Models & Data Structures
This outline provides insights into the models and data structures used within the Docker SDK, helping developers understand the representation of Docker objects within the library.
Why Use Models?
Models offer a structured approach to representing Docker objects, enhancing readability and simplifying interactions with the Docker API. By encapsulating data and providing methods for accessing and manipulating it, they streamline the process of working with Docker components.
Key Models and Their Purpose
Container: Represents a Docker container. It encapsulates attributes like image name, command, ports, and environment variables. Source: docker/models/containers.py
# Example of using Container model from docker.models.containers import Container container = Container.create(image='ubuntu:latest', command=['echo', 'Hello, Docker!']) container.start() container.wait() container.logs()
Image: Represents a Docker image. It stores information about the image, including its tag, repository, and size. Source: docker/models/images.py
# Example of using Image model from docker.models.images import Image image = Image.build(path='.', tag='my-app:latest') image.push(repository='my-docker-hub-repo', tag='latest')
Network: Represents a Docker network. It encapsulates network configuration details, including name, driver, and connectivity settings. Source: docker/models/networks.py
# Example of using Network model from docker.models.networks import Network network = Network.create(name='my-network', driver='bridge') container = Container.create(image='ubuntu:latest', network=network.id) container.start()
Volume: Represents a Docker volume. It holds data that persists even after containers using it are removed. Source: docker/models/volumes.py
# Example of using Volume model from docker.models.volumes import Volume volume = Volume.create(name='my-volume') container = Container.create(image='ubuntu:latest', volumes={'my-volume': {'bind': '/data'}}) container.start()
Benefits of Using Models
- Abstraction: Models provide a higher-level abstraction, shielding users from the intricacies of the underlying Docker API. This abstraction simplifies interactions, enhancing code readability.
- Data Consistency: Models ensure consistent data representation across the SDK, making data handling more reliable.
- Code Reusability: Models promote code reusability by encapsulating common Docker operations, reducing redundancy and improving maintainability.
Accessing Model Data
Model data is accessible through various methods:
- Attributes: Accessing data through attributes, such as
container.image
orimage.tag
. - Methods: Using methods to retrieve or manipulate data. For example,
container.logs()
orimage.history()
.
Example:
from docker.models.containers import Container
# Create a container
container = Container.create(image='ubuntu:latest', command=['echo', 'Hello, Docker!'])

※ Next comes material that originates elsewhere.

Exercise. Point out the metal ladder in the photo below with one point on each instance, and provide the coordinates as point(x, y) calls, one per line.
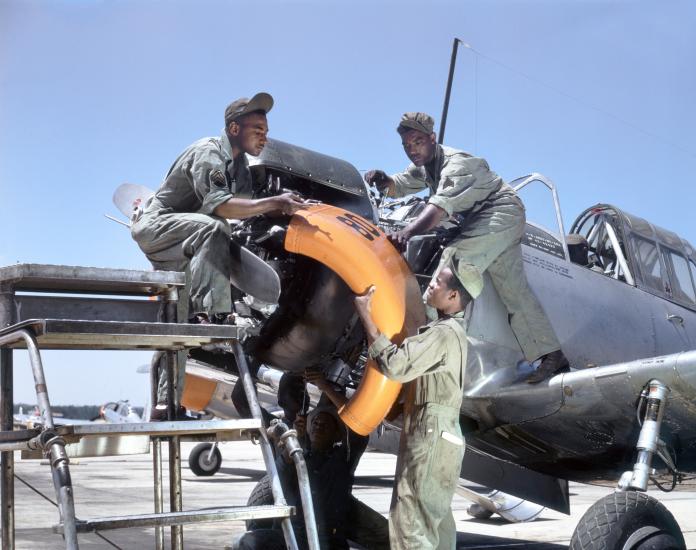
point(48, 333)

# Access container attributes
print(container.image) # Output: ubuntu:latest
print(container.command) # Output: ['echo', 'Hello, Docker!']
# Start and wait for the container
container.start()
container.wait()
# Get container logs
logs = container.logs()
print(logs.decode())
Note: The docker-py
project is an active one, and models may evolve over time. Refer to the official documentation for up-to-date information on available models and their attributes.